Der frühere SPD-Generalsekretär Kevin Kühnert begründet seinen überraschenden Rückzug aus der Politik mit körperlichen Angriffen und Bedrohungen, unter anderem von Neonazis und Corona-Leugnern. "Meine rote Linie ist da, wo Gewalt in der Luft liegt. Ich bin nur 1,70 Meter groß", sagte Kühnert der Wochenzeitung Die Zeit.
Durch eine Reihe von Vorfällen habe sich das diffuse Gefühl entwickelt, dass er nicht mehr sicher sei, so der 35-Jährige in seinem ersten ausführlichen Interview seit seinem Rücktritt. "Ich bin nicht aus der Politik ausgestiegen, weil ich Angst vor ein paar Neonazis habe. Sondern weil ich zunehmend Zweifel habe, was das Thema Wehrhaftigkeit betrifft." Als etwa drei Männer in einer Straßenbahn in Halle an der Saale drohten, ihn zu verprügeln, habe niemand in dem vollbesetzten Waggon etwas gesagt oder sei ihm zu Hilfe gekommen.
"Am Ende war da ein Gefühl von absoluter Vergeblichkeit"

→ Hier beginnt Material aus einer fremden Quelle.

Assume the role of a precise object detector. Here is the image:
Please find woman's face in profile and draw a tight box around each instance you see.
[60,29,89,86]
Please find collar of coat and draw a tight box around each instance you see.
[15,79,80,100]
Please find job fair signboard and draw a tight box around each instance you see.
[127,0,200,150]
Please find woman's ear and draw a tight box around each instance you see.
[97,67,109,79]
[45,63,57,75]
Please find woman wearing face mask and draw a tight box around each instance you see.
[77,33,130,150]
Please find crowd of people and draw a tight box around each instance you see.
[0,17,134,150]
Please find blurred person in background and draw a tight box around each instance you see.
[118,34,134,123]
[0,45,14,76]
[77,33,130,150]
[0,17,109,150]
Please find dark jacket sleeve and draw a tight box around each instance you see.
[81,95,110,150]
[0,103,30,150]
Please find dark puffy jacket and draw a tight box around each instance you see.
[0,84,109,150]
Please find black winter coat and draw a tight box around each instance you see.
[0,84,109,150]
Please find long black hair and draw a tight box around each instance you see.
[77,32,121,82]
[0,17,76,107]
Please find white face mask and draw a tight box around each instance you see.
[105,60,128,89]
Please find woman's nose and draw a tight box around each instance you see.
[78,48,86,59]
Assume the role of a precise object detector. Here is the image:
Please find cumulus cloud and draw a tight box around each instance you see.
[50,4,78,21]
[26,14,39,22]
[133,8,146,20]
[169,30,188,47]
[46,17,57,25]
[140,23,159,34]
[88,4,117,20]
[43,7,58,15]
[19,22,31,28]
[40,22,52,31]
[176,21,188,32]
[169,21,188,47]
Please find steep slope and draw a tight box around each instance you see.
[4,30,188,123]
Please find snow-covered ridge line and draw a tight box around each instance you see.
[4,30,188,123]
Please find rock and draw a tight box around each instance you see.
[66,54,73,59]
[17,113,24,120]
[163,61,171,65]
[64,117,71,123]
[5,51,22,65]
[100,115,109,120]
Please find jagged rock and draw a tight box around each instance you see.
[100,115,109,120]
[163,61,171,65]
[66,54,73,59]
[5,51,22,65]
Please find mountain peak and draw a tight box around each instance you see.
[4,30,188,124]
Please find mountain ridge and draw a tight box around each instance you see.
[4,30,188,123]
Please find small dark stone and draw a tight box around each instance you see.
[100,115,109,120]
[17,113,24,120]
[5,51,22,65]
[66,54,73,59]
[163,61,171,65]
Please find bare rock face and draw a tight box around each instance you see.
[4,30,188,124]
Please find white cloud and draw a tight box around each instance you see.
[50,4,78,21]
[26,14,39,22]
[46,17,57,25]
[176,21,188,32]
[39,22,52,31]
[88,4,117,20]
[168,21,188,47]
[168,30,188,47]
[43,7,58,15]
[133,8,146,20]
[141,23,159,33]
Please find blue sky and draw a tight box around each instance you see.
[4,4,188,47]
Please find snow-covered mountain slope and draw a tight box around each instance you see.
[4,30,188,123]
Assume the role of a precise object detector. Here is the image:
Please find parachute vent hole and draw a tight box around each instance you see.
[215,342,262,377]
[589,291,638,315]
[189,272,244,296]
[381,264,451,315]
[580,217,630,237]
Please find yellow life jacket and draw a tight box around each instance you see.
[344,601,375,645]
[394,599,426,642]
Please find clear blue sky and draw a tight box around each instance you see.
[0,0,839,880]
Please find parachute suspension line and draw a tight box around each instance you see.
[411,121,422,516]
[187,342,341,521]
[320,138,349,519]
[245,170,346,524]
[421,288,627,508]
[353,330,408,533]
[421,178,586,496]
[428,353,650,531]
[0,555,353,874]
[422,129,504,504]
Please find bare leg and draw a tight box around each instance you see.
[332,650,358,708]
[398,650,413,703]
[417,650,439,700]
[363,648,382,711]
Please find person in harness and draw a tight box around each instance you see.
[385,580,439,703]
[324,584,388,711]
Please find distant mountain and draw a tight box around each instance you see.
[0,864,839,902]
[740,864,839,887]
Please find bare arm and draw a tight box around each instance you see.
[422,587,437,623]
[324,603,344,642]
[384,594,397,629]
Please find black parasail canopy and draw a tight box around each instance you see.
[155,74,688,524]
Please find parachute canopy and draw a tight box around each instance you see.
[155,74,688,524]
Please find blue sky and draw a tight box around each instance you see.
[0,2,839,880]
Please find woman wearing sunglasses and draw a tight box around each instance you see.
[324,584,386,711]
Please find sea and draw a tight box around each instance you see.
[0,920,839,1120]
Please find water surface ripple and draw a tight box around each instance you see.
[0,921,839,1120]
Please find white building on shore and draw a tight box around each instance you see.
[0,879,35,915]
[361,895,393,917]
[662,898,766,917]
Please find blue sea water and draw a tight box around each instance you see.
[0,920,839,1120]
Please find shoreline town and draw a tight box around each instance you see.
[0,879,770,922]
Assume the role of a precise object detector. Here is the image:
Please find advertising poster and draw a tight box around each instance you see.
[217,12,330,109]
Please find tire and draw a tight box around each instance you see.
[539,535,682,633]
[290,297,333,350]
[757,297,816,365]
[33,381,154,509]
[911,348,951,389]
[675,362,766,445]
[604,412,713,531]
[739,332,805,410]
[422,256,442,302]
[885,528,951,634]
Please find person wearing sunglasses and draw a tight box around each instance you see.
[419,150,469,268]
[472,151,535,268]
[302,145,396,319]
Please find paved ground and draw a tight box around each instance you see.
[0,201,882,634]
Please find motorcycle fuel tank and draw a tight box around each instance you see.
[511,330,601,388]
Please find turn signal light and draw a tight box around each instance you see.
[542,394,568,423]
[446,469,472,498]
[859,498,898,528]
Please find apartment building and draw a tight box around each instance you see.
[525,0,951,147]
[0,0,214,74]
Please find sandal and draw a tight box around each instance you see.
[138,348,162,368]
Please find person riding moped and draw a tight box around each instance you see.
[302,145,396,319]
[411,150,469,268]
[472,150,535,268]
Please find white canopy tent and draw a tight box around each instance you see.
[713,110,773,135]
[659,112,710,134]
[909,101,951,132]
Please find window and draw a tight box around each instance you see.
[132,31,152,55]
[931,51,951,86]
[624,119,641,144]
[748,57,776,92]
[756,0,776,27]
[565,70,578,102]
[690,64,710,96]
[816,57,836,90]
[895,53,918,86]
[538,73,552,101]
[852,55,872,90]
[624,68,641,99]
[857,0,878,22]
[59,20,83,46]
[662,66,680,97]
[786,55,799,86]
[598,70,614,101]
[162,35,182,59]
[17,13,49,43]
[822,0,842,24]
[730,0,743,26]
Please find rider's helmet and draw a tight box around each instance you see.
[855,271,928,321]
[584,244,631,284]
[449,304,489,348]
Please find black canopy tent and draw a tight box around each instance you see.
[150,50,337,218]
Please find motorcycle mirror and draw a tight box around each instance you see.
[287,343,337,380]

Er habe sich an diese Bedrohungen, die für viele Politiker inzwischen zum Alltag gehörten, nie gewöhnen können. Andere Kollegen habe es noch viel schlimmer getroffen. Kühnert sagte, er habe den Glauben daran verloren, gegen den Hass ankämpfen zu können, der vor allem auf Social Media verbreitet werde. "Vielleicht ist das der Punkt, wo es pathologisch geworden ist. Am Ende war da ein Gefühl von absoluter Vergeblichkeit."
Selbst im Urlaub habe er sich nicht mehr sicher gefühlt und seine Ferien deshalb immer öfter in einsamen Gegenden im Gebirge verbracht. "Irgendwann ist mir klar geworden: Wenn ich in Ruhe gelassen werden will, muss ich dahin, wo gar keine Menschen sind."
Überraschender Rückzug aus der Politik
Kühnert hatte im Herbst 2024 überraschend seinen Rücktritt als SPD-Generalsekretär und seinen Rückzug aus der Politik verkündet und dafür gesundheitliche Gründe angeführt. "Die Energie, die für mein Amt und einen Wahlkampf nötig ist, brauche ich auf absehbare Zeit, um wieder gesund zu werden", teilte er damals mit. Mitte Februar verabschiedete er sich mit einer Rede im Bundestag.
Im Interview mit der Zeit sagte er außerdem, dass er seit einigen Jahren mit einem FDP-Mann liiert ist. Dank seiner Beziehung habe er noch einmal neu begriffen, wie wichtig der Respekt vor politisch Andersdenkenden sei: "Es braucht das ständige Bewusstsein, dass der politische Gegner auch recht haben könnte."
Kühnert schließt nicht aus, noch einmal in die Politik zurückzukehren: "Ich bin nicht ausgestiegen, weil ich das alles lächerlich oder überflüssig fände."